Deborah Bell is a leading Johannesburg painter and sculptor whose work is created in dialogue with multiple worlds, texts, histories and consciousnesses. She is also widely known for her collaborative projects with William Kentridge and Robert Hodgins. Bell’s drawings, etchings and monumental clay sculptures possess a kind of ‘mystical godliness’ which comes from deep within her. Her art making is a spiritual practice in which the role of the artist is to ‘co-create the world, to materialise what exists and has existed for all time’. Inspired by museum objects from ancient civilisations, including African, Babylonian and Egyptian, her work incorporates multi-layered references to past and present worlds. This connection to ancient sources and memories is linked to her spiritual beliefs and how she defines herself as an artist in Africa, working with materials such as clay and bronze.
This book is the first overview of Bell’s body of work and includes a variety of authors and different forms of writing. Together, these voices provide the reader with a multi-perspectival view into the many contexts in which Bell’s work can be viewed, thought about and read.

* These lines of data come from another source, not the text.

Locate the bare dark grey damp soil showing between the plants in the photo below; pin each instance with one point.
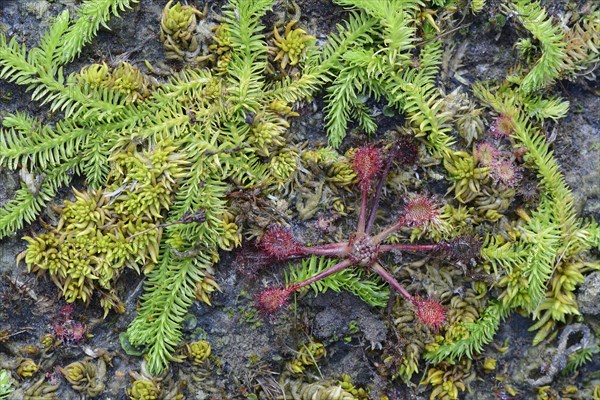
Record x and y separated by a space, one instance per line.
246 344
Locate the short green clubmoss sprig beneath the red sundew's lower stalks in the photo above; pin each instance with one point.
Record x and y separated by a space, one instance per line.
371 291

The artist’s voice is strongly present in her writings from her personal notebooks. In the section on her collaborations with William Kentridge and Robert Hodgins, all three artists reflect independently on the nature of Bell¹s contribution to the various printmaking and film/video projects. A conversation on her Unearthed sculptures with Achille Mbembe,renowned social theorist from Wits Institute of Social and Economic Research, opens up important debates around histories, geographies and artistic appropriation.
Pippa Stein, author and compiler of this book, was a writer and teacher in the School of Literature and Language Studies at the University of the Witwatersrand, Johannesburg. She published widely in the area of culture, literacies and education. She passed away in 2008 and will be sorely missed by those who knew her.